I don't remember ever getting this in Australia pre-transition. I don't get it from male health professionals (although I must admit that I wouldn't notice a few 'darlings' from, say, the very gay male nurses at the Albion clinic). It seems to be race and class and location neutral: I get it from my psychiatrist (Balmain, white lady), my Sydney GP (inner west, Indian subcontinent background the details of which are unknown to me), assorted pathology techs and technicians of assorted non-white backgrounds, and the middle-aged dental secretary in my home town.
I also seem to get it regardless of whether I have informed the person what my gender situation is. It's like they look at my name (which is clearly masculine, if not terribly popular for my age group) and my presentation and think "Ah. That's probably not a woman. That's a darling, that's what that is." I'd think it might be a case of "wallet name looks masculine, person looks feminine, let's go out of our way not to be transmisogynistic", but I get it from my GP and my psych, who definitely know which direction of trans I am.

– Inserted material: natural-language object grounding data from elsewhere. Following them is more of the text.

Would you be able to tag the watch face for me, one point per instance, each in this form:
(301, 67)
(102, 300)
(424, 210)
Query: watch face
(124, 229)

I'm loath to correct people, because as long as they're providing me decent care, and not actually patronising me re how much I know about my nine million health issues, why dissuade people from being nice to me? But it's really very odd to be getting it equally from a pathology tech who's just met me and my psych. The psych in question treats primarily adults, too, so it's not bleedover from her primary patient base.
I wonder if being identifiably trans but either explicitly or assumed nonbinary (I do not usually make an effort to masc up for these things - especially if I'm getting blood drawn or something, as my most convincingly masc clothes are my work suits and stiff shirts, complicating access) is causing me to be read as much younger than I actually am? But I swear this didn't used to happen nearly as often when I was a young woman.
Australian wonen's semi-professional conversational dialect could just have shifted (this doesn't happen in cafes, for instance, where staff can be more casual but aren't expected to be as personally attentive; nor does it happen in circumstances where professional distacne is stepped up, eg, HR, insurance helpline, ServiceNSW) while I was away? If so it's probably gently misgendering, in that women are more likely to address other women like this (calling a straight man "darling" is too risky - lbr, even Northern tea shop ladies do this less toward men, and younger women in the North of England are less likely to do so than middle aged to older women). I'd be interested to know if slightly camp gay men get it too.
The other possibility is that the frequency of 'darling-ing' has not increased toward adult women in Australia, and I'm being Assigned Smol Bean At the Doctor's.
no subject
Date: 2024-07-17 08:37 am (UTC)The shop keeper near our old house (Midlands UK) used to call all customers that he perceived as female 'darling' and all that he perceived as male 'boss' and I always found it really icky (but his gender attitudes were dodgy anyway according to my son who worked for him for a while)
no subject
Date: 2024-07-17 10:56 am (UTC)Do I have a plot? Nope. But I sure do have a premise that, if I can find a plot for it, would make a nicely unsettling story...
no subject
Date: 2024-07-18 02:34 am (UTC)no subject
Date: 2024-07-18 02:44 am (UTC)In my first job, men customers would so often say "thanks mate" that I started saying it back, and my (older, female) boss had to pull me aside and tell me that it's not professional or in any way normal for teen girls to address middle-aged men as "mate".
no subject
Date: 2024-07-18 03:05 am (UTC)Now that I am thinking about it, it was always older men. Certainly no one below the age of 40/50, or anyone who... looked socially maladroit. I didn't even think about it consciously. Those people would get a "sir."